For Holly, “Caring for things and kind of getting back to those simpler activities contributes to emotional well-being and overall well-being.”
Flower to the People employee Krista Evans said she saw an increase in demand at their ByWard Market plant shop in March 2020.
“It’s also just really nice to be around aesthetically pleasing things,” Holly said, “As people grow plants at home and kind of beautify and green up their spaces, they’re also feeling better.”
“We were pretty busy with plants before the pandemic too, but it definitely increased,” she said.
She said she noticed even grocery stores and big box stores jumped on the trend, offering bigger house plant selections since the pandemic.
Evans is an avid plant collector herself.
“I find it quite meditative,” she said, “I get a lot of satisfaction out of taking care of something.”
Sansevarias – or snake plants – are Evans’s favourites, and she said she has 60 different varieties in her home.
More demand, more popularity
The Plante family has been a part of the Ottawa plant and garden scene since 1981, when they started selling in the ByWard Market. In 2001, they opened Robert Plante Greenhouses in Navan, Ont.
Spokesperson Colin Matassa said they had never seen the kind of demand brought on by the pandemic.
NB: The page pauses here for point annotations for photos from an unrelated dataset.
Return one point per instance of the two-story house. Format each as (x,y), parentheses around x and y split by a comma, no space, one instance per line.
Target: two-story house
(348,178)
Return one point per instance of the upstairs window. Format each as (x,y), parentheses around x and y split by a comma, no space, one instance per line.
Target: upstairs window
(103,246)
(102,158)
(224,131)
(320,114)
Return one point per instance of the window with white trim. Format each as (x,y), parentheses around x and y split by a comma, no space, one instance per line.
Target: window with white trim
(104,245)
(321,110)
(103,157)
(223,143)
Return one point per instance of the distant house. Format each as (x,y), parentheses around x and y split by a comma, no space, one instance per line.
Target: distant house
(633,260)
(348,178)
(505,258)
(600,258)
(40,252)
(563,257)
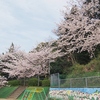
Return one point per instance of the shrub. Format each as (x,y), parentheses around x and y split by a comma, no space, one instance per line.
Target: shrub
(33,82)
(14,82)
(46,82)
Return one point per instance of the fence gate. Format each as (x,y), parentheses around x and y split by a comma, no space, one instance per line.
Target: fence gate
(55,81)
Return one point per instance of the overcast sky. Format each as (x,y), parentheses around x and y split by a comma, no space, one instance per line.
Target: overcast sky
(28,22)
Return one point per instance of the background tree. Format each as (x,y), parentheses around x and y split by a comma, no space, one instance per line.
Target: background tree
(78,32)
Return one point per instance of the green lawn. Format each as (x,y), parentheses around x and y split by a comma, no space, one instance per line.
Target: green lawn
(6,91)
(38,93)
“March 2020 is when the demand went through the roof,” he said.
The greenhouse always carried house plants, Matassa added, but they have never been so popular.
The brand-new 2,700-square-metre greenhouse is filled with houseplants and accessories. “There’s always something for everyone,” Matassa said.
On a sunny afternoon in November, greenhouse customers said they were reaping the benefits of the wide house plant selection.
“I’ve collected house plants off and on for years,” Kim White said as she browsed the greenery at the greenhouse. “It’s gotten worse since I found this place.”
White was shopping with her friend Krista Gower, a new plant mom whose collection began in February 2021.
“It’s almost like self-care for me to take the time to care for my plants,” Gower said. “It’s fun to watch them grow.”
Erik Watt-Sorensen and Elena Ienzi were also shopping for new houseplants and accessories.
Ienzi said her plant collection started when the pandemic started.
“It’s a hobby,” she said. “I used to travel all the time but not anymore because of COVID.”
Plants “definitely bring some joy and happiness,” Watt-Sorensen said. “It’s really nice on your days off because you always have something to do.”
Taking care of nature, taking care of ourselves
To Emma Terrell, the growing interest in plants stems from a greater need for people to take care of themselves.
“I think that more people were looking for something to do, not only to fill up their time … but also looking for alternative ways to sort of give their mental health a break,” she said.
There’s a science to plants and their benefits, Terrell said.
“They actually work to clean our air and remove negative ions from our space, and ultimately boost your mood,” Terrell explained.
She continued, “We as human beings have an innate need to be close to nature.”
Being away from nature, Terrell said, can lead to “lacking creativity, lacking productivity, maybe feeling chronic fatigue or anxiety.”
Terrell said house plants help bring nature indoors, especially in urban places where big outdoor gardens are not always accessible.
“Plants literally breath more life into your space,” she said. “Just adding that lush greenery is a beautiful pop of colour and liveliness.”